Consolez-vous, mon fils, vos péchés vous sont remis ". Ce langage était
toujours un sujet particulier de scandale pour les Pharisiens : et ils
se disaient intérieurement : " C'est un blasphème : qui peut remettre
les péchés si ce n'est Dieu " ? Et ils avaient le coeur plein de fiel et
de colère. Mais Jésus connaissait leurs pensées et il dit en face à
chacun d'eux ce qu'il avait dans l'esprit : il leur cita un passage
d'Isaïe que j'ai oublié, et il ajouta : " Pourquoi avez-vous dans le
coeur ces mauvaises pensées " ? Quel est le plus facile de dire à ce
paralytique : vos péchés vous sont remis : ou de lui dire : "
Levez-vous, prenez votre lit et marchez ? Mais pour que vous sachiez que
le Fils de l'homme a le pouvoir de remettre les péchés sur la terre, je
vous le dis (et ici il se retourna vers le paralytique), levez-vous,
prenez votre lit et retournez chez vous ! " Alors cet homme se leva
parfaitement guéri en leur présence, il roula son lit, fit un faisceau
des bâtons qui servaient à le porter, prit le tout sous son bras et sur
ses épaules, puis chantant un cantique d'actions de grâces, il sortit
accompagné de ses amis au milieu des acclamations joyeuses de la
multitude.

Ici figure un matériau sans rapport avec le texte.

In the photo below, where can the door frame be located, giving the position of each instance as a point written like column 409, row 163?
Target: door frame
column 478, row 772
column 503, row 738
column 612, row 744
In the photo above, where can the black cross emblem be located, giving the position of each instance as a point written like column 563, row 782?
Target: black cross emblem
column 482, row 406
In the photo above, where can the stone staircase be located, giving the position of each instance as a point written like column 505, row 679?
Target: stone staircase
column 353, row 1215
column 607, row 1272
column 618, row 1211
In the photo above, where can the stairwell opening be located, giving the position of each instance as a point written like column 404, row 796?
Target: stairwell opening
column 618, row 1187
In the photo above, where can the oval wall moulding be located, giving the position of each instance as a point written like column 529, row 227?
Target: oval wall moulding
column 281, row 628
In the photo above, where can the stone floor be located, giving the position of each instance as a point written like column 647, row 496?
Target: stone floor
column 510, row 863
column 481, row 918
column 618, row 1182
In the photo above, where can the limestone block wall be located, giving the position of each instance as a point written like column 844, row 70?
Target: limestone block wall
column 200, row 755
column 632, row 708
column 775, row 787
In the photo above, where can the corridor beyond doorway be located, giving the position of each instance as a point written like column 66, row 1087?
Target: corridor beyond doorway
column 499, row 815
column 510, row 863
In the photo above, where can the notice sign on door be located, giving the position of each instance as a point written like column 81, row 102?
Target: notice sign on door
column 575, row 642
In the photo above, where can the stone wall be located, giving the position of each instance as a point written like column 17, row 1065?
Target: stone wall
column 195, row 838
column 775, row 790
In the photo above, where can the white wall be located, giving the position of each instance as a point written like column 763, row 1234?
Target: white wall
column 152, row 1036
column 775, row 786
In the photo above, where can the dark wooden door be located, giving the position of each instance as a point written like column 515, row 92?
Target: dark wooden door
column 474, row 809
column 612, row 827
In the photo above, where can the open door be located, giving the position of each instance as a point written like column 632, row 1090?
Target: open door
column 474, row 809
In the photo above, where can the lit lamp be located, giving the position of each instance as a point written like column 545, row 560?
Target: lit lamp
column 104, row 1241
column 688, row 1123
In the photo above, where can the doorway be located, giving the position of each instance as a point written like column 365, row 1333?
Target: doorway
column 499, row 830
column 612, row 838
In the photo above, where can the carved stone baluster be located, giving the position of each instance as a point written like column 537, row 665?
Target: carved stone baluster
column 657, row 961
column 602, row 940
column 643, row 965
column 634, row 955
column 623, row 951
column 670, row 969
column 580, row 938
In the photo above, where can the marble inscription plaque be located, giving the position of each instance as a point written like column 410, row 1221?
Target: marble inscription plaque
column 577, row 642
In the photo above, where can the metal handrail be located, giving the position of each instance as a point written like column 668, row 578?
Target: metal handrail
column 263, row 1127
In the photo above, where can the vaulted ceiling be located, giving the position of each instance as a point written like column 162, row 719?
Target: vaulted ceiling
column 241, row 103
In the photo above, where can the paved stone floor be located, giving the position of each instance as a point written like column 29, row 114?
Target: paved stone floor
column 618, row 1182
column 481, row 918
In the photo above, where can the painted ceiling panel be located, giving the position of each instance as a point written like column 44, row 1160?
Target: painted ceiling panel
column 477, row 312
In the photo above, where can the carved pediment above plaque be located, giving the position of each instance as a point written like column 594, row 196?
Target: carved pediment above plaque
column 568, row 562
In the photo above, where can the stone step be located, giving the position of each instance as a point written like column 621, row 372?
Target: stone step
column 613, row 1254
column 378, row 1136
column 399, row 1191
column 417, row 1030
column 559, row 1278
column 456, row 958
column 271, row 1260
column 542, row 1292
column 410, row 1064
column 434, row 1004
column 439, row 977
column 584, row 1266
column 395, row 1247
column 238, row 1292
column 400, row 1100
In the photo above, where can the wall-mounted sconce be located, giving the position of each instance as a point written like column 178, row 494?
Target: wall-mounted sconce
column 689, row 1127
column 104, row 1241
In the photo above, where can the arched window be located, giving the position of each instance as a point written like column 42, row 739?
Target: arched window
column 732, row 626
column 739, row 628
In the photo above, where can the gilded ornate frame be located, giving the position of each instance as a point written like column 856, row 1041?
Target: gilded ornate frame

Pendant ce temps, les Pharisiens pleins de rage s'étaient
retires les uns après les autres et Jésus resta seul avec les siens au
milieu du peuple. Il parla encore quelque temps et quand le sabbat
commença il se rendit à la synagogue, accompagné de la foule. Le
paralytique guéri avait sa demeure dans un groupe de maisons isolées,
voisin de Capharnaüm. A la synagogue Jésus lut et commenta l'histoire de
Joseph, expliquant les songes dans sa prison en Égypte, et celle du
jugement de Salomon. (Genèse, XLI, 1.-- III Reg. XVI, 28.) Il continua
aussi en partie le sermon sur la montagne. Tout se passa assez
tranquillement.
Jaïre, le chef de la
synagogue, était présent : il était fort triste et dévoré de remords.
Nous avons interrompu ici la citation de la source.